Cinderella is Dead, a review

Cover: Cinderella is Dead

Cinderella is Dead, the fantasy YA debut by author Kalynn Bayron (Bloomsbury), came across my review desk earlier this year.

Here are my thoughts about this upended, fractured fairytale (review first published in Aurealis).

Cinderella is Dead

Cinderella died two hundred years ago. Now an entire society lives by the most extreme misogynistic interpretation of her legend.

Sixteen-year-old Sophia, like every girl in the land, must attend the annual ball. At this event, men choose women to marry, perhaps to replace a wife who now bores them. Girls have three chances to entice a suitor. If they do not succeed in attracting an offer of marriage, their lives are forfeit to the crown.

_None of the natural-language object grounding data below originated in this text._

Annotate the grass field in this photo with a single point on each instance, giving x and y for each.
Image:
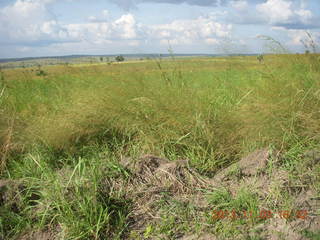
(65, 132)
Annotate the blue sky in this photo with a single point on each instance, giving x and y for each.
(63, 27)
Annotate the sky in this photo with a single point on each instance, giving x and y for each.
(33, 28)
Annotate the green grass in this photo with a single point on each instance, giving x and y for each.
(63, 131)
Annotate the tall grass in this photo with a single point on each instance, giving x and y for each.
(65, 127)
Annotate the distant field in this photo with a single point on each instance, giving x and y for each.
(65, 131)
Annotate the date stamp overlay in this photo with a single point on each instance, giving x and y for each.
(262, 214)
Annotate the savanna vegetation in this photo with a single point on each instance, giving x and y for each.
(65, 131)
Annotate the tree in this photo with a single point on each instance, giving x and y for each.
(119, 58)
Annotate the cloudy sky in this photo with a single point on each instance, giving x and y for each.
(63, 27)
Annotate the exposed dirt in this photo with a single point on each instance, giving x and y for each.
(154, 180)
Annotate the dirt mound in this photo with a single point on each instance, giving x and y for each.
(155, 179)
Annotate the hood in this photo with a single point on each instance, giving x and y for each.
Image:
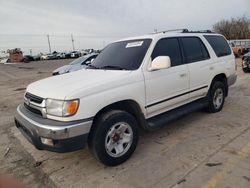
(79, 83)
(69, 68)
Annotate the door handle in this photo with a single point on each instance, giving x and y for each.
(183, 75)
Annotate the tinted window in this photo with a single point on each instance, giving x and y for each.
(122, 55)
(168, 47)
(219, 45)
(194, 49)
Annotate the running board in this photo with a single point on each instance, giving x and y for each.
(166, 117)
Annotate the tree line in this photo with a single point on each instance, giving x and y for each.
(235, 28)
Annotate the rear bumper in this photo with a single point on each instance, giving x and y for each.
(65, 136)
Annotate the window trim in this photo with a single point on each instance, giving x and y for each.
(213, 48)
(201, 43)
(180, 49)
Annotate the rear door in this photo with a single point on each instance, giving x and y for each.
(166, 88)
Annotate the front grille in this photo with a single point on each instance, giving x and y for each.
(35, 111)
(34, 98)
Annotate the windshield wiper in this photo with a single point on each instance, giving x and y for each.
(112, 67)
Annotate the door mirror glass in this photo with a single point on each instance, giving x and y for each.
(160, 62)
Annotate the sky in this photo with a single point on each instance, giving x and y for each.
(26, 23)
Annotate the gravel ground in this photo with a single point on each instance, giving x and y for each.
(198, 150)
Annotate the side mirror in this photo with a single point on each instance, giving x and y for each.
(160, 62)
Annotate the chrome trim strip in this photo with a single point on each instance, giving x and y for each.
(54, 132)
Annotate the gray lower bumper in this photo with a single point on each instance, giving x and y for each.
(50, 128)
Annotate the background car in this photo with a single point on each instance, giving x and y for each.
(28, 58)
(75, 65)
(75, 54)
(246, 48)
(61, 55)
(246, 62)
(44, 57)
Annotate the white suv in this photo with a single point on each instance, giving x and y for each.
(137, 82)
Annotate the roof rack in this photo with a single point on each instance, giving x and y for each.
(200, 31)
(185, 31)
(181, 30)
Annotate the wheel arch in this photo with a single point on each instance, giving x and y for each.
(222, 78)
(129, 106)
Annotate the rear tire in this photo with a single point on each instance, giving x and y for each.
(114, 137)
(216, 97)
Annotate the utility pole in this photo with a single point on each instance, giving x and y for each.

Slavery, exploitation, degradation, even death:

the lot of the unwed woman in this sorry kingdom.

Hardly the Happy Ever After (HEA) ending that Cinderella’s name evokes.

The story’s promising set up includes Sophia’s impossible same-sex love for her friend Erin, in a world where women are completely subservient. For their families’ sake, they must marry—the higher up the social rank, the better.

Sophia’s having none of it. When her plans to thwart the choosing ball fail, she escapes to the forest and finds two allies. Their mission is to overthrow the toxic patriarchy, and restore the rightful female heir of the kingdom.

As a concept, the retelling of Cinderella’s fairy tale by foregrounding

a dark-skinned, feisty, lesbian teenager is brilliant.

It’s a shame that the promise isn’t fully realised. The world-building is superficial, the romance thin, and the plot gapes with holes—what DID they do with that horse overnight, the one later eaten by wolves?

The writing is engaging, but the book leaves the reader wanting more.

This story could serve as an entrée to a more detailed re-rendering of Cinderella that looks harder at the many dark places hidden within the original fairy tale.

As it stands, Cinderella is Dead plays a single card trick by over-simplifying the battle between the genders. Suited to the younger end of YA, the book deserves a wide readership for its innovative take.